Proposed Sillamae plant Estonia's biggest industrial investment since independence restoration

  • 2015-03-17
  • from wire reports, TALLINN

Car fuel will become one of the products that Estonia exports if, in three years' time, businessman Aleksei Skidanov, who has previously been active in Russia's telecommunications sector, succeeds in his plan to open a 880 million euro petrol plant in the north-eastern town of Sillamae, Postimees writes.

The company's representatives said that the plant's construction will be mainly financed by loans but despite that it will be the biggest direct industrial investment in Estonia since the restoration of the country's independence in 1991, exceeded only by the 1.3 billion cost of Rail Baltic, writes Postimees.

Last week, OÜ Jukonoil put the project to public debate in Sillamae. The factory, if constructed, will process 2.4 million tonnes of oil imported from Russia a year. A tenth of the raw material will be gas condensate, a by-product of gas exploration.

"We're going to produce nearly a hundred different products, the lion's share of which will be petrol and diesel fuel, but from the production waste substances we will produce, for example, lubricants," explained Jukonoil's technical director Igor Kleiner. "We intend to export to Florida, the United States, for example, where there are particularly high car fuel quality requirements." Jukonoil will employ approximately 250 employees, but other associated services needed for the factory to operate may increase that to over 300.

If Sillamae town council gives Jukonoil a construction permit following the public debate regarding the environmental impact of the plant, the design and construction will take up to 30 months.

The Jukonoil project will be extraordinary also for the impact on the port of Sillamae: it will require the construction of four terminals and a truck parking facility, and will cover a total of 65 hectares, taking up nearly a tenth of the total area of the port.

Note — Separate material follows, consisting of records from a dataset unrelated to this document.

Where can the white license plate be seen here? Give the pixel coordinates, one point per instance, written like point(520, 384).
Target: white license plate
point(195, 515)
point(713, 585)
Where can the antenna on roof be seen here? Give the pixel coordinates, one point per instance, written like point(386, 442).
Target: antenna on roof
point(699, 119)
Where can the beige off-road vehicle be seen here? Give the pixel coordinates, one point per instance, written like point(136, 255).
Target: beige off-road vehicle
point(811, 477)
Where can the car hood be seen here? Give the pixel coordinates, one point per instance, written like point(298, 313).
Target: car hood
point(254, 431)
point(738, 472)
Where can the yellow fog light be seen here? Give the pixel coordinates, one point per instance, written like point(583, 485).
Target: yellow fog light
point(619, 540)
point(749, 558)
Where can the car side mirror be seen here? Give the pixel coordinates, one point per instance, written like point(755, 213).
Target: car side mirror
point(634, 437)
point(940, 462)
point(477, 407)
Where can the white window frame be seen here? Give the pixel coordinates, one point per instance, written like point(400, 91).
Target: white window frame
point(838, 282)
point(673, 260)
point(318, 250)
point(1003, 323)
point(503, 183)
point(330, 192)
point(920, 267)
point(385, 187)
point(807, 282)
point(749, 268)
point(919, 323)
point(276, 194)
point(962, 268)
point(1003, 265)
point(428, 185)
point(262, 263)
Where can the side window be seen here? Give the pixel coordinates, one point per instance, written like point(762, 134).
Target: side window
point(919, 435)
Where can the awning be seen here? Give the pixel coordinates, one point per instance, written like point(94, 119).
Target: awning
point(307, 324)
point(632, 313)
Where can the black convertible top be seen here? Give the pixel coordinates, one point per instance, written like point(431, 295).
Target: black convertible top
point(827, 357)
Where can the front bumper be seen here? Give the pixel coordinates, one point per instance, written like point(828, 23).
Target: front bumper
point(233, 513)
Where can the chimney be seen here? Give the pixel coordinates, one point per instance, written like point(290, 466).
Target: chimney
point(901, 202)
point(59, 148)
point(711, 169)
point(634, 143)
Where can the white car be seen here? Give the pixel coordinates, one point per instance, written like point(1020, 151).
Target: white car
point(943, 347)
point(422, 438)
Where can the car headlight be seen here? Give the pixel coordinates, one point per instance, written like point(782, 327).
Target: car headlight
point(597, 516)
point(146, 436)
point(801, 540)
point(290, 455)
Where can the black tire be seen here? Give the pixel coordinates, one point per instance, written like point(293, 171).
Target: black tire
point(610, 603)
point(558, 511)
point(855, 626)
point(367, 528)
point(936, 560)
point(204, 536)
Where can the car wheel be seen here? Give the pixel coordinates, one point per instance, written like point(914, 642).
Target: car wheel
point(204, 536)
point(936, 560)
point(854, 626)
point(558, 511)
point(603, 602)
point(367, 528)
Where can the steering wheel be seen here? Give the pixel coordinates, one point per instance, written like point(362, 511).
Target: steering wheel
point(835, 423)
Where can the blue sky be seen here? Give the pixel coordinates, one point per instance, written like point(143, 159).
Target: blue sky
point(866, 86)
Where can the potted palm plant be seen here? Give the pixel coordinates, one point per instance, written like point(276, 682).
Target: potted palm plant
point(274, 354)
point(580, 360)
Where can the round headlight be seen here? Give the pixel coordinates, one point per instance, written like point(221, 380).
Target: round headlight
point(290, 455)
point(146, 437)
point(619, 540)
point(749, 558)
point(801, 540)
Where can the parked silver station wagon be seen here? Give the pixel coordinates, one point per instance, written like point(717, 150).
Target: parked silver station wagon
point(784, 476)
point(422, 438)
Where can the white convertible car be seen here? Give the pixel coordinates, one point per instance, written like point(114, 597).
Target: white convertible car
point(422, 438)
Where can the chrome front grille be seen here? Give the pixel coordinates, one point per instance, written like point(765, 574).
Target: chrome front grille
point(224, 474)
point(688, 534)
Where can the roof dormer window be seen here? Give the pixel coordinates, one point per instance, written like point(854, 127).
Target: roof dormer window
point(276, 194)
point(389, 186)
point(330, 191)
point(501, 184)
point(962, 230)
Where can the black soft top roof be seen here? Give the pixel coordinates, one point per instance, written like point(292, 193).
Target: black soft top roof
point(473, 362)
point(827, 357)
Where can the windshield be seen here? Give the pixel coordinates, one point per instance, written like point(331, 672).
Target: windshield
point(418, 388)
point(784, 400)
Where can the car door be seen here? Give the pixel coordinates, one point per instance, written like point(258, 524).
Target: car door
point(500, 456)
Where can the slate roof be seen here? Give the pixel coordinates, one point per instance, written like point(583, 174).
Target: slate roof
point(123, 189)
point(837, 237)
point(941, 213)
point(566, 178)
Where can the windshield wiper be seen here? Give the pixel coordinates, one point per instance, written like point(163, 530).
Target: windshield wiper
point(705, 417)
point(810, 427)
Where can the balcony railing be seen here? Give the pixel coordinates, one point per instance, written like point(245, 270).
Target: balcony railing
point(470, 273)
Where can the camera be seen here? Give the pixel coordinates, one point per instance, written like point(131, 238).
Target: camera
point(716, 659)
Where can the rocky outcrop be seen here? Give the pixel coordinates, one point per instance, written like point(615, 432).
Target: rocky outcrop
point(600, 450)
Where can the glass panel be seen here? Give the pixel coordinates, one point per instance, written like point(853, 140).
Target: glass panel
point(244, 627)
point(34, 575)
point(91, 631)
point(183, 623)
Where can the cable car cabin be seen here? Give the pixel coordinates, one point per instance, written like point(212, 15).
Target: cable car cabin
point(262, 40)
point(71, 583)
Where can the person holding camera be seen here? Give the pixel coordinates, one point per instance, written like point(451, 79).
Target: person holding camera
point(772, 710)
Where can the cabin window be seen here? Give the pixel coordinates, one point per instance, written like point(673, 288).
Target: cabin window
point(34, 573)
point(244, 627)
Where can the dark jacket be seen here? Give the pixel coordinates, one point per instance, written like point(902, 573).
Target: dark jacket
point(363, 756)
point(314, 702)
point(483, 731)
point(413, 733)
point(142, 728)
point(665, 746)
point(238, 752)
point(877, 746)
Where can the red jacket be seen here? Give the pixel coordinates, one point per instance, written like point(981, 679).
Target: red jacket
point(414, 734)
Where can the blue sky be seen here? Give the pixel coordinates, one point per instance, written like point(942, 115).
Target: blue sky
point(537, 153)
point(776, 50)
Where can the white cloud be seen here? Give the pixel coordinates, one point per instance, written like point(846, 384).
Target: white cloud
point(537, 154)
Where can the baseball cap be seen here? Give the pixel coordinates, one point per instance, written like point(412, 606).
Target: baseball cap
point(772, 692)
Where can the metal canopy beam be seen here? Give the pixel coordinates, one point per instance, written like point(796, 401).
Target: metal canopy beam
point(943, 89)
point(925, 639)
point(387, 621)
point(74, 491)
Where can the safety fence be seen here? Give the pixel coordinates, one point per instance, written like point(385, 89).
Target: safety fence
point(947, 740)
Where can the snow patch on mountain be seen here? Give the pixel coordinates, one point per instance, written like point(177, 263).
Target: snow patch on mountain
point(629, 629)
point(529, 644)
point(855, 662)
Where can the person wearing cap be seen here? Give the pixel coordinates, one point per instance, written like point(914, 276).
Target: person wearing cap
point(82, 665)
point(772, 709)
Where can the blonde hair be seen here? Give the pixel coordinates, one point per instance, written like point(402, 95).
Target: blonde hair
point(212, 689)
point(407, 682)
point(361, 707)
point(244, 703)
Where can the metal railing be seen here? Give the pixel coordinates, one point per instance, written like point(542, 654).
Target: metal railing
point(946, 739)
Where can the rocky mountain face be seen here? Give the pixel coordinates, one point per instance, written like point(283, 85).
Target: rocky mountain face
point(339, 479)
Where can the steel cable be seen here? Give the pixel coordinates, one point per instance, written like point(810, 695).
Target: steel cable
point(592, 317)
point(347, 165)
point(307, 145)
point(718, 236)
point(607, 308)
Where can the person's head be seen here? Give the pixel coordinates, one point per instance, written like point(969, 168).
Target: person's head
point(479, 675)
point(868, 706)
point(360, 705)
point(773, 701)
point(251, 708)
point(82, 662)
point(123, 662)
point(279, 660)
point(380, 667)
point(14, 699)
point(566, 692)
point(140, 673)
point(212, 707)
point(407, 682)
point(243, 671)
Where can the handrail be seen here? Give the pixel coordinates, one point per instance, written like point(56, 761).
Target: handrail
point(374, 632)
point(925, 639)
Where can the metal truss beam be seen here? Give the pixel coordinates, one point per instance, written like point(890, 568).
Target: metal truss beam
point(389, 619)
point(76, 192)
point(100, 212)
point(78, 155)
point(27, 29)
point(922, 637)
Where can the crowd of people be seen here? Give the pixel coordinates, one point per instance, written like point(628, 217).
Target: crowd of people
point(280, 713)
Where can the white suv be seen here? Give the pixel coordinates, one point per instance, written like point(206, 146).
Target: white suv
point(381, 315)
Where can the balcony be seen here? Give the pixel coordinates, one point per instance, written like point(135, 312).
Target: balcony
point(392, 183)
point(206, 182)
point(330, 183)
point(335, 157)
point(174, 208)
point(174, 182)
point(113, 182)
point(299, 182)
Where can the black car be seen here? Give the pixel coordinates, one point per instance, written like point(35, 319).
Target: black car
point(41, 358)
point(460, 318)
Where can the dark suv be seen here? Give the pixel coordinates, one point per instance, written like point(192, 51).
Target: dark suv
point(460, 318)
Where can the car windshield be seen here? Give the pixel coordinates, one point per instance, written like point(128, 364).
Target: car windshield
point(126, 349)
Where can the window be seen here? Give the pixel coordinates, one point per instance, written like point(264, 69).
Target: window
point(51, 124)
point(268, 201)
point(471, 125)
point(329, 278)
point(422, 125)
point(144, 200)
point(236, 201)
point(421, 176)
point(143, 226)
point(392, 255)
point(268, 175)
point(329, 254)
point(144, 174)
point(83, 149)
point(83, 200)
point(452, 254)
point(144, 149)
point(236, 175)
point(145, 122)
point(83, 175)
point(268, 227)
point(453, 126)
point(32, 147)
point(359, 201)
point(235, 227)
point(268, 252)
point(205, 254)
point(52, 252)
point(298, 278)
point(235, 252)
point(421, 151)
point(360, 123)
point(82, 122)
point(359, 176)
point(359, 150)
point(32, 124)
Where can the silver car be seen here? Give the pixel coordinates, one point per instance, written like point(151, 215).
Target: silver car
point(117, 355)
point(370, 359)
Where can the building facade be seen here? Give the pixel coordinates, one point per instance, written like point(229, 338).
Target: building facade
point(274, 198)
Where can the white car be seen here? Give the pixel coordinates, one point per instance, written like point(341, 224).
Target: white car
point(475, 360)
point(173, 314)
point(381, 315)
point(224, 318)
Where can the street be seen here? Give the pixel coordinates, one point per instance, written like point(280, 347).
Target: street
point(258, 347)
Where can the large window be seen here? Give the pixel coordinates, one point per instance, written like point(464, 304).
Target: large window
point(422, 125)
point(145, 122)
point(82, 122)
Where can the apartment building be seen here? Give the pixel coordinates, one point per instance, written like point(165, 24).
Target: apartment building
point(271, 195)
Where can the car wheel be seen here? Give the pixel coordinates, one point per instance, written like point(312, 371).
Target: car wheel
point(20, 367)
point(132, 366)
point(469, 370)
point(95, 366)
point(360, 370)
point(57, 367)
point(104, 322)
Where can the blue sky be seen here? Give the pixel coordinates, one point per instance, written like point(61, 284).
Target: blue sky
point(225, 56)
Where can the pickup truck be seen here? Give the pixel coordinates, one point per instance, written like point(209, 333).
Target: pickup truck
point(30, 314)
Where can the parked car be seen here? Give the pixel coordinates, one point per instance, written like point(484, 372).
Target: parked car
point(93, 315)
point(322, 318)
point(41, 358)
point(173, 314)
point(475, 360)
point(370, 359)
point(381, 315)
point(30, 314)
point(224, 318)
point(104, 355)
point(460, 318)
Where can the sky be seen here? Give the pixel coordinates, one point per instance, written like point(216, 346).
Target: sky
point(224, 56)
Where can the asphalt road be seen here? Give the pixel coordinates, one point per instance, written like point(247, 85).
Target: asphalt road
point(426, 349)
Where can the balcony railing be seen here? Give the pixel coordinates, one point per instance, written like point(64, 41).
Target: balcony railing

Despite the fact that the Jukonoil factory could provide work to the majority of unemployed people in Sillamae, who numbered around 440 at the end of last year, there are active opponents to the project in the historically industrial town who say that the concentration of potentially dangerous industrial companies in one area in Sillamae is already most likely the highest in Estonia, that the factory would be located just 700 metres from residential areas, and that pollution levels in the town are already close to the permitted limits.